Avec un stylo, Babin dessine les zones contrôlées par la Russie depuis sept ans : de grandes parties de la mer d’Azov, la Crimée et les eaux autour de la péninsule. Odessa n’est qu’à 170 kilomètres à vol d’oiseau de la Crimée, montre l’expert. Entre les deux, des plates-formes flottantes de forage de gaz fonctionnent depuis des décennies dans les eaux peu profondes. Selon les médias locaux, elles sont maintenant également utilisées par la Russie à des fins militaires. « Certaines de ces plates-formes flottent plus près d’Odessa que de la Crimée. Personne, pas même les écologistes ou les pêcheurs, ne peut les approcher. Si vous ne restez pas à moins de 500 mètres, vous risquez d’être attaqué » ajoute Babin, qui ne peut plus retourner sur sa terre natale depuis l’annexion en 2014.

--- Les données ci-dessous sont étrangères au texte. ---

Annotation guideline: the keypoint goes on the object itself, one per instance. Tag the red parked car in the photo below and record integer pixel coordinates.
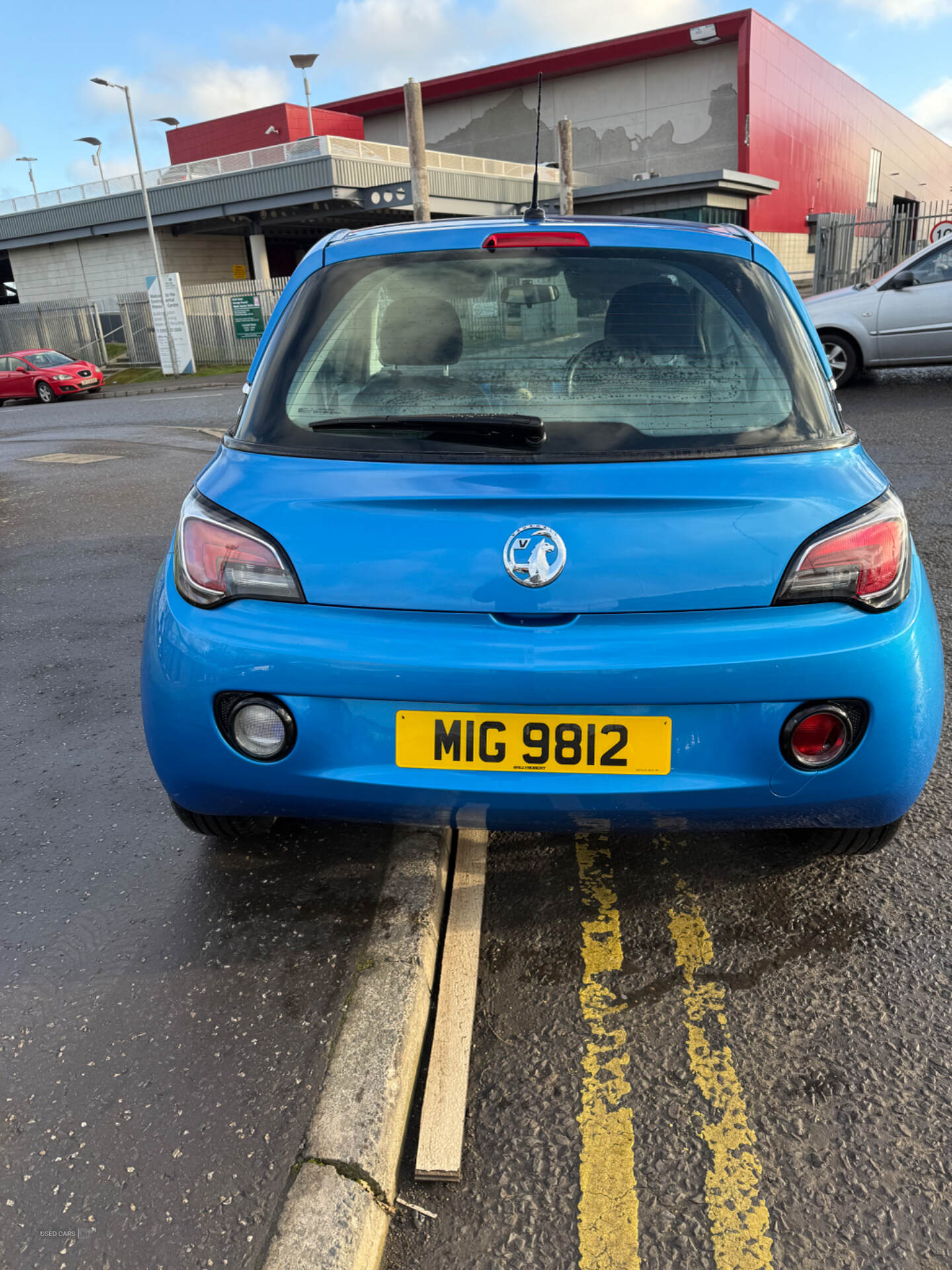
(46, 375)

Vue sur le port d’Odessa, du haut de l’escalier du Potemkine. (Crédit photo : Marine Leduc & Daniela Prugger)

Quelle est donc la probabilité que l’Ukraine puisse réellement commencer à produire du gaz naturel ? Alors que les compagnies étrangères s’étaient retirées des explorations dans la zone économique de l’Ukraine à cause du conflit, l’ordre du jour s’est renversé. Le service national de géologie a récemment accordé à Naftogaz trente-sept permis de recherche du gaz naturel aux abords de la frontière roumaine et de la région d’Odessa pour les trente prochaines années, nous explique Olena Zerkal, conseillère de Naftogaz. Un projet qui, selon des experts comme Babin, va directement à l’encontre des intérêts de la Russie. « Il est possible que la Russie laisse la situation en mer Noire s’aggraver davantage, déclare Zerkal, qui était, jusqu’en 2019, vice-ministre des Affaires étrangères de l’Ukraine pour l’intégration européenne. Mais en même temps, nous ne pouvons pas manquer l’occasion d’explorer cette région. »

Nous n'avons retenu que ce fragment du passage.